Libero, 9 febbraio 2019
Come trovare l’aggettivo più calzante
C’è almeno una regola sicura per scrivere male: usare il primo aggettivo che viene in mente. Come sarà questo tramonto? Incantevole. Questo paesaggio? Pittoresco. Questa relazione? Tormentata. Questa pietanza? Squisita. È come usare una stessa vernice per tutte le superfici: diventano piatte e incolori. La lingua invece ha infinite sfumature. I sinonimi non esistono. Se esistessero, ci basterebbe un vocabolario di tremila parole. Perché sbattersi per cercare quella giusta se una vale l’altra? Senza contare che la lingua è mobilissima e i significati mutano insieme alla società umana che li produce. Perciò se uno vuole dilettarsi a scrivere è meglio che quei significati se li studi bene, dopo essersi chiarito a proposito di quello che desidera esporre. La casa editrice Zanichelli, nota per i suoi dizionari, lo Zingarelli in testa, tende una mano all’esercito di aspiranti scrittori, in grave apnea terminologica, quando non proprio di argomenti tout court. Ecco l’ultima edizione del Dizionario delle collocazioni, Le combinazioni delle parole in italiano, a cura di Paola Tiberii (pp. 640, euro 26,40 volume, download per Windows e Mac, app per Ios e Android, consultazione online per 5 anni). Le “collocazioni” sono in pratica combinazioni di parole entrate nell’uso comune. E sono varie.
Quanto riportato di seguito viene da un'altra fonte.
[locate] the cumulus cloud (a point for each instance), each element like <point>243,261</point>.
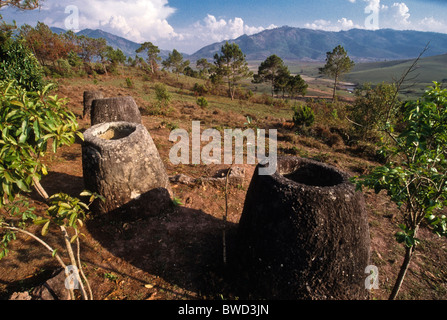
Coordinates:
<point>212,28</point>
<point>327,25</point>
<point>401,14</point>
<point>139,20</point>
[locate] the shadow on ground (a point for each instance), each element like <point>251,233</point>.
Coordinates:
<point>181,245</point>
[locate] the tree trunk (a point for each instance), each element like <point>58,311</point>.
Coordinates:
<point>335,88</point>
<point>403,271</point>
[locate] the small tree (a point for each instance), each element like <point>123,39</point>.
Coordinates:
<point>303,116</point>
<point>18,63</point>
<point>205,68</point>
<point>232,66</point>
<point>152,55</point>
<point>30,123</point>
<point>175,63</point>
<point>337,64</point>
<point>415,177</point>
<point>370,109</point>
<point>296,86</point>
<point>272,70</point>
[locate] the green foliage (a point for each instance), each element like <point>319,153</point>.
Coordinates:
<point>152,53</point>
<point>303,116</point>
<point>202,102</point>
<point>18,63</point>
<point>175,62</point>
<point>199,89</point>
<point>370,111</point>
<point>415,177</point>
<point>337,64</point>
<point>30,122</point>
<point>231,66</point>
<point>272,70</point>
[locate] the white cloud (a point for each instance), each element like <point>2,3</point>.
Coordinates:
<point>327,25</point>
<point>140,20</point>
<point>431,24</point>
<point>401,14</point>
<point>211,28</point>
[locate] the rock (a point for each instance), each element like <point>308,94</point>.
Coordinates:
<point>121,162</point>
<point>53,288</point>
<point>119,109</point>
<point>304,232</point>
<point>20,296</point>
<point>183,179</point>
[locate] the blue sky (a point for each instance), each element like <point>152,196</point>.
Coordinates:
<point>188,25</point>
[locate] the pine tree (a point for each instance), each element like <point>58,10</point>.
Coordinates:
<point>337,64</point>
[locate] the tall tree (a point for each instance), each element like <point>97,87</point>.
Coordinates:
<point>205,68</point>
<point>91,48</point>
<point>46,45</point>
<point>152,55</point>
<point>337,64</point>
<point>270,71</point>
<point>297,86</point>
<point>282,80</point>
<point>175,62</point>
<point>232,66</point>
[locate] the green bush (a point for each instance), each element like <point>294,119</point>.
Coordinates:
<point>30,122</point>
<point>19,64</point>
<point>303,117</point>
<point>202,102</point>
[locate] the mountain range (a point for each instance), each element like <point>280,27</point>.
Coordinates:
<point>300,44</point>
<point>126,46</point>
<point>312,45</point>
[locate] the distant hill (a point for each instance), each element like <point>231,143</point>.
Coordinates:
<point>428,69</point>
<point>311,45</point>
<point>128,47</point>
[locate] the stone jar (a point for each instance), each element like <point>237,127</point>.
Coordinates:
<point>304,233</point>
<point>121,162</point>
<point>115,110</point>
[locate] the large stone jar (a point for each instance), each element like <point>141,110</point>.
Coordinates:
<point>304,233</point>
<point>114,110</point>
<point>121,162</point>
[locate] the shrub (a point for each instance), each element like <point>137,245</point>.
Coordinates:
<point>19,64</point>
<point>199,89</point>
<point>202,102</point>
<point>304,116</point>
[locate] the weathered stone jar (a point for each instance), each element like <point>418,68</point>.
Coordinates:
<point>121,162</point>
<point>114,110</point>
<point>305,233</point>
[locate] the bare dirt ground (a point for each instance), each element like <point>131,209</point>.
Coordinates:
<point>179,254</point>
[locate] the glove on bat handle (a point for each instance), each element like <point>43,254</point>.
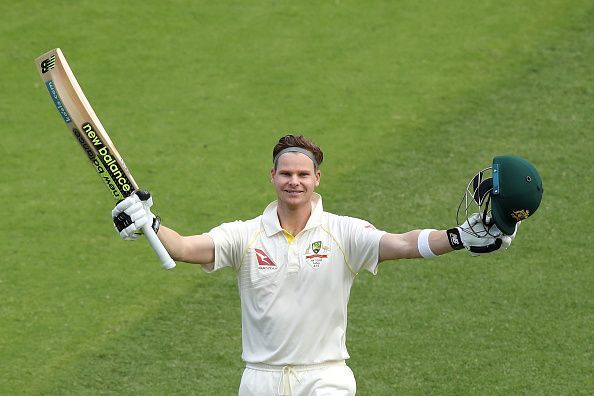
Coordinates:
<point>158,247</point>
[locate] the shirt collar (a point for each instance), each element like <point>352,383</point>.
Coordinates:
<point>272,224</point>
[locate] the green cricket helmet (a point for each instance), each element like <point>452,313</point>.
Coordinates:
<point>511,194</point>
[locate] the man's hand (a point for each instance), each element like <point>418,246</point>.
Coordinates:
<point>479,238</point>
<point>132,213</point>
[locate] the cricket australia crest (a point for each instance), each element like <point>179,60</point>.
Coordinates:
<point>317,254</point>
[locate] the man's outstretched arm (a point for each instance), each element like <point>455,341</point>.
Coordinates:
<point>194,249</point>
<point>477,237</point>
<point>406,246</point>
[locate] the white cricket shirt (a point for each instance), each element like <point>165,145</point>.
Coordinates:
<point>294,295</point>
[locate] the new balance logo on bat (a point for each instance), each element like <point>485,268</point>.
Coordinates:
<point>48,64</point>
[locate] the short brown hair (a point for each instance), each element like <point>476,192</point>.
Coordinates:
<point>298,141</point>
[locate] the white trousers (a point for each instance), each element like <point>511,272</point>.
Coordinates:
<point>325,379</point>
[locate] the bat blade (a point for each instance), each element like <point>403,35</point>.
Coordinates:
<point>81,120</point>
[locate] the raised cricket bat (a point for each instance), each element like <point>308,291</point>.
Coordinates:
<point>80,118</point>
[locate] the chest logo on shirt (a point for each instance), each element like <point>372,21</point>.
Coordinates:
<point>264,262</point>
<point>317,254</point>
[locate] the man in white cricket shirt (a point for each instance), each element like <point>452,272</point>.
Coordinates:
<point>295,267</point>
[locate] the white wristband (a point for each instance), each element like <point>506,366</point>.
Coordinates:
<point>423,244</point>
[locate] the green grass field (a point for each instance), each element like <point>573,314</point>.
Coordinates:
<point>408,99</point>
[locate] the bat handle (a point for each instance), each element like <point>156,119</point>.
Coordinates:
<point>158,247</point>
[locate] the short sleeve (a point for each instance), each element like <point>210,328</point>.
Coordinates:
<point>362,244</point>
<point>228,241</point>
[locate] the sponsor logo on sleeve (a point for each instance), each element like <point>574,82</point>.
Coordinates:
<point>264,262</point>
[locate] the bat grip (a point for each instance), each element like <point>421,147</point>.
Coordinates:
<point>158,247</point>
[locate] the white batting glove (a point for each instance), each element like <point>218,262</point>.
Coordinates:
<point>479,238</point>
<point>133,213</point>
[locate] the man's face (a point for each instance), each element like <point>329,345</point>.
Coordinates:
<point>295,179</point>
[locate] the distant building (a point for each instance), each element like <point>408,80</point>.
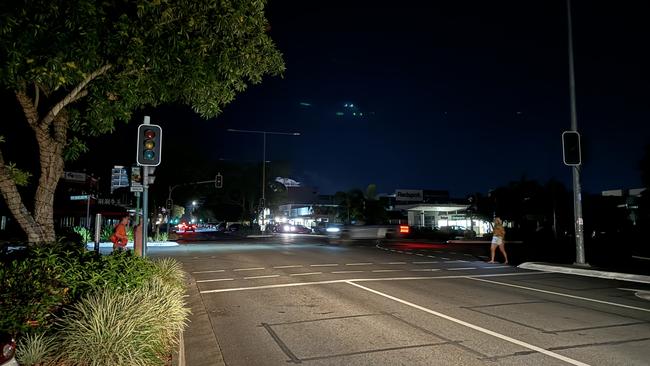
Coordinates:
<point>433,209</point>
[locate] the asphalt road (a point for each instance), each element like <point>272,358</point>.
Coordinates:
<point>302,300</point>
E sono sempre di più, tanto che del Dizionario è stata già stampata una seconda edizione, arricchita e giunta a oltre 6mila variazioni. Non tutte, solo quelle attualmente di uso più comune. Prendiamo una delle prime parole del vocabolario: “abbandono”. A uno viene in mente un abbandono “traumatico” o “doloroso”, ma un abbandono può essere anche: annunciato, anticipato, atteso, breve, chiaro, colpevole, comodo, completo, comprensibile, crudele, esplicito, frequente, immotivato, implicito, momentaneo, plateale, repentino, strategico, volontario, e tanto altro ancora. Tiberii le definisce «espressioni formate da due o più parole che per uso e consuetudine lessicale formano una unità fraseologica non fissa ma riconoscibile». Per esempio “donare il sangue” o “prendere uno spavento” o “lanciare un appello”.
L’APPELLO SI LANCIA
Senonché, dice, «spesso non vi è alcun nesso logico che leghi i termini tra loro, né le corrette combinazioni possono essere desunte da un ragionamento o da una regola». Si può dire “lanciare un appello”, ma non “tirare un appello”. E non “offrire il sangue” o “cedere il sangue”. Se lo si fa, è per licenza letteraria. Eppure non esiste spiegazione. Tanto che in inglese “prestare attenzione” si dice “pay attention”, che letteralmente sarebbe “pagare attenzione”, e in francese si usa “prendre une douche”, per “fare una doccia”. I polacchi dicono “restituire il sangue”. I tedeschi “incontrare una decisione”, sempre gli inglesi “fare una decisione”. In ebraico una decisione non si prende, si “riceve”.
VIA DAI LUOGHI COMUNI
«Le collocazioni sono un codice della lingua», spiega Tiberii. «Sono una rappresentazione della realtà». Poi costruisce una metafora molto interessante: chi vuole scrivere, di fronte alla pagina vuota, spesso prova la «sindrome dell’armadio vuoto». Come quelle volubili e vanitose signore che non sanno mai cosa mettere o che scarpe indossare pur avendone a centinaia, l’autore usa sempre le stesse parole: “un anno bellissimo”, o “fare un’esperienza”. In quel momento non gli viene in mente nient’altro. Il suo è un linguaggio povero, lo stesso che utilizzano i bambini di fronte a un tema scolastico, quando tendono a cavarsela così, più che altro per pigrizia (a proposito, anche “tendere a cavarsela” è una collocazione linguistica). Ma la scrittura sta quasi tutta lì, nella scelta delle parole. Èuna decisione continua, una sfida a spaziare, e non a indugiare nelle incrostazioni di significato. Quando un’espressione diventa trita e banale? «Quando tende al luogo comune», dice ancora Tiberii. «Pensiamo alla politica. Quante volte sentiamo dire “mettere le mani nelle tasche degli italiani”, o “cabina di regia”? Ormai mi capita di associare a ogni politico il suo cliché. Il luogo comune è uno svuotamento di significato». L’evoluzione del lessico dipende dall’uso. L’italiano possiede combinazioni che nessuno straniero può comprendere, perché sono il patrimonio della madrelingua. La raffinatezza di uno scrittore capace sta nel conoscerle per trasgredirle consapevolmente, spingendo verso una lingua nuova, cioè un pensiero nuovo.